Но Мендес не придал этим историям значения.

— Вся Европа пропахла кровью, — сказал он.

— Но с точки зрения вложения денег… — начал Тобайас Ансел, прорвав носком ботинка строй гигантских муравьев, выползавших из расселины в каменной стене.

— Полное безрассудство, — согласился Мендес.

— Вот именно. И ты это признаешь.

— Да, признаю, — сказал Мендес. — И что с того?

— А Лялька?

— Ах, милый мой англичанин, — голос Мендеса звучал снисходительно, — взгляни на эти каменистые garrigues[2]. Кого здесь ублажать? По-твоему, я буду меньше привлекать внимание в Сен-Тропезе? Или, может быть, в Англии? Скажем, купив несколько акров леса на юго-западе? Скажи лучше, где твои фламандские предки схоронили свое мастерство огранки алмазов, чтобы ты смог отправиться в Уинчестер и Оксфорд?

Мендес стоял, широко расставив ноги и уперев руки в бока, голубая тенниска прилипла к ключицам и все еще мощным плечам. Лоб переходил в блестящую веснушчатую лысину, образуя овал, над ушами курчавились остатки каштановых волос. Привлекательное лицо Алекса казалось грубоватым, а то и жестким, но стоило ему снять темные очки, как миру открывались неожиданно большие и печальные карие глаза.

Мендес улыбнулся, прекрасно понимая, почему у Ансела непроизвольно чуть-чуть расширились ноздри, когда он упомянул Ляльку. Она всегда смущала Тобайаса. В ее присутствии ему становилось не по себе. При встрече бедняга Тобайас, который не терпел ничьих прикосновений и сам избегал кого-нибудь касаться, — и Ляльке, похоже, это было прекрасно известно, — не знал, как уклониться от объятий, а она прижимала его к белой открытой взгляду груди, и он оказывался в плену ее источающих запах мускуса волос. Ей нравилось его мучить.

— Думаю, она предпочтет остаться на Чейни-уок[3], — сказал Алекс с ноткой грусти. И тут же представил Ляльку на фоне зеленого бархата любимого кресла. «С какой стати ей оттуда уезжать? И сейчас? Красивая смелая женщина, — размышлял Мендес, — его бывшая жена. Она разве только губы чересчур плотно сожмет, когда черные глаза будут читать мелкий шрифт на документе о разделе имущества».

Он помнил, что во время их последнего визита в ее комнате стоял запах свежих лимонов. А Тобайас беспокойно ходил взад-вперед и раздувал ноздри.
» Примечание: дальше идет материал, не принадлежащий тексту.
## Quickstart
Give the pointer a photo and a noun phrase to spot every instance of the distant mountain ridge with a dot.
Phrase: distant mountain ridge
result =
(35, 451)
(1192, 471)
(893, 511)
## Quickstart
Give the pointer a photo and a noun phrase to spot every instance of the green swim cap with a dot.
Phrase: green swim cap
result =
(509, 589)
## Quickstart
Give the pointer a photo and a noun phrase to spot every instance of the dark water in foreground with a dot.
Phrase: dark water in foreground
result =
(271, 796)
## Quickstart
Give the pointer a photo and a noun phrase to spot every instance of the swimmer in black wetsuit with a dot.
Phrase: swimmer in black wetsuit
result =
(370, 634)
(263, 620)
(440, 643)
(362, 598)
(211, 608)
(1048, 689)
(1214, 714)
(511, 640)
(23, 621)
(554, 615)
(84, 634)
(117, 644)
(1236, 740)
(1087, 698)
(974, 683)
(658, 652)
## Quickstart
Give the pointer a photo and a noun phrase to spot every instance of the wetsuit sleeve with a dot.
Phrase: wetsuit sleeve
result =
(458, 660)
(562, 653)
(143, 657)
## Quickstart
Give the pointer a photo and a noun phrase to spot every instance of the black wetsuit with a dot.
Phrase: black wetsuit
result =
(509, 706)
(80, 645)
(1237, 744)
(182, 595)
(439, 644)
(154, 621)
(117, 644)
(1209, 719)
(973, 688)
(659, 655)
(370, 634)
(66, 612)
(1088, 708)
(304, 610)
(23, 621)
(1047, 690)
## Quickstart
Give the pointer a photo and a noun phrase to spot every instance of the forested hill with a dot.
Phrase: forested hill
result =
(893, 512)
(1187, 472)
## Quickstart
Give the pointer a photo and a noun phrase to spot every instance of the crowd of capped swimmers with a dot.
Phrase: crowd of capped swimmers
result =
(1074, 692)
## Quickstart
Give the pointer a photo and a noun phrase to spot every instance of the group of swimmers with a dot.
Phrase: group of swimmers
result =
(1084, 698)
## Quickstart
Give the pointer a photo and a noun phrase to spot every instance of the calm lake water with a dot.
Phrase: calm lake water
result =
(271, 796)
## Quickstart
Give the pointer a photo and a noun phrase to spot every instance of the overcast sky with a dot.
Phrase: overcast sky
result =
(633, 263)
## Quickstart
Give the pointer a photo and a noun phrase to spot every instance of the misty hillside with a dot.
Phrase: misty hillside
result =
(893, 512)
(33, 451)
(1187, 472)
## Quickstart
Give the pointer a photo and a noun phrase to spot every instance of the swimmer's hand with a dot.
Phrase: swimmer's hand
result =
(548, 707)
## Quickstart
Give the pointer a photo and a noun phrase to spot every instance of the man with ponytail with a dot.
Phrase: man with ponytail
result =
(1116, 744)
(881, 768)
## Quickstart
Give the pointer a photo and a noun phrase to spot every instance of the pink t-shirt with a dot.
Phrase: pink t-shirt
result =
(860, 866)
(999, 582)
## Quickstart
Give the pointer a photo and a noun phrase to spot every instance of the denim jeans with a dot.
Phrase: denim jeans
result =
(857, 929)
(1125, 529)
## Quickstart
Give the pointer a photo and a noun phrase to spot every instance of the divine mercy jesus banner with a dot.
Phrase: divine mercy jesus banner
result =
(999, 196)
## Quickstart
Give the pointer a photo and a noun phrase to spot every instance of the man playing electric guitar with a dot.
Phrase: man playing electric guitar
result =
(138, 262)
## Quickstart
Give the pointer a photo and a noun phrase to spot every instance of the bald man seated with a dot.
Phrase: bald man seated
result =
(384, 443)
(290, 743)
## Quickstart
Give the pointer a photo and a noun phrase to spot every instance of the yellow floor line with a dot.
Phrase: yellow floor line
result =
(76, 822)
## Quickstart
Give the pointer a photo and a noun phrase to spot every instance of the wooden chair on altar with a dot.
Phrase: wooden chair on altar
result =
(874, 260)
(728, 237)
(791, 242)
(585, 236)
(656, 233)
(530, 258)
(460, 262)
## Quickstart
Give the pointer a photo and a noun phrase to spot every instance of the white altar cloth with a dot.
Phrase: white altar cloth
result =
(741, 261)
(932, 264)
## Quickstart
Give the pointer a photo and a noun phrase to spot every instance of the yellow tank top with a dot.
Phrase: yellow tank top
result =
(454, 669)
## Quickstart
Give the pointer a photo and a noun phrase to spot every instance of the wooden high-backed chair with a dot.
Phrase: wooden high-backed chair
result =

Мендес знал причину. Ансела тревожило нечто большее, чем аромат сексуальности, источаемый зрелой женщиной. Польша, вот в чем было дело, это пространство, где хозяйничала смерть, — вот что чуял Тобайас. Мертвецы и умирающие повсюду. Хватают воздух в густой грязи шахтных стволов и тоннелей; дрожат в сточных канавах, забитых жидкой глиной; лежат в грудах пепла, засыпанные известью; заполняют товарные вагоны и просто валяются вдоль заборов вместе с кучами тряпья. Эти жуткие картины вызывали у Тобайаса только одно чувство — отвращение.

Он не унаследовал их облика. Все его черты говорили об этом. Волосы, брови и ресницы Тобайаса были до такой степени светлыми, что наводили на мысль о генетическом дефекте пигментации, а глаза — чисто голубыми, как у северянина. Волосы он причесывал гладко, темный — противу моды — костюм подчеркивал бледность кожи. Необыкновенно узкое лицо с удлиненным подбородком придавало ему мимолетное сходство с Фредом Астером[4]. Однако в глазах Тобайаса светилось не так веселье, как злорадство.

— А остальные? Если они захотят сменить обстановку?

Детей у Ляльки не было, но Мендес понял, что Тобайас имел в виду его малоимущую свояченицу Клару и ее мужа Перетца.

— Думаешь, такое возможно? — Алекс отогнал от себя легкое чувство вины, возникшее при мысли о Лялькиной сестре. В его сознании словно отпечатались моментальные снимки юной Клары: вот она хохочет на фоне песчаных дюн у озера; вот обнимает сыновей; воплощение невинной прелести. Затем он остановился на вполне утешительном образе низенькой краснощекой труженицы с дряблой обвисшей грудью и таким же животом, в которую превратилась Клара. Перетц был скотиной. — Я не предполагаю устраивать здесь семейный пансион, — твердо сказал Мендес.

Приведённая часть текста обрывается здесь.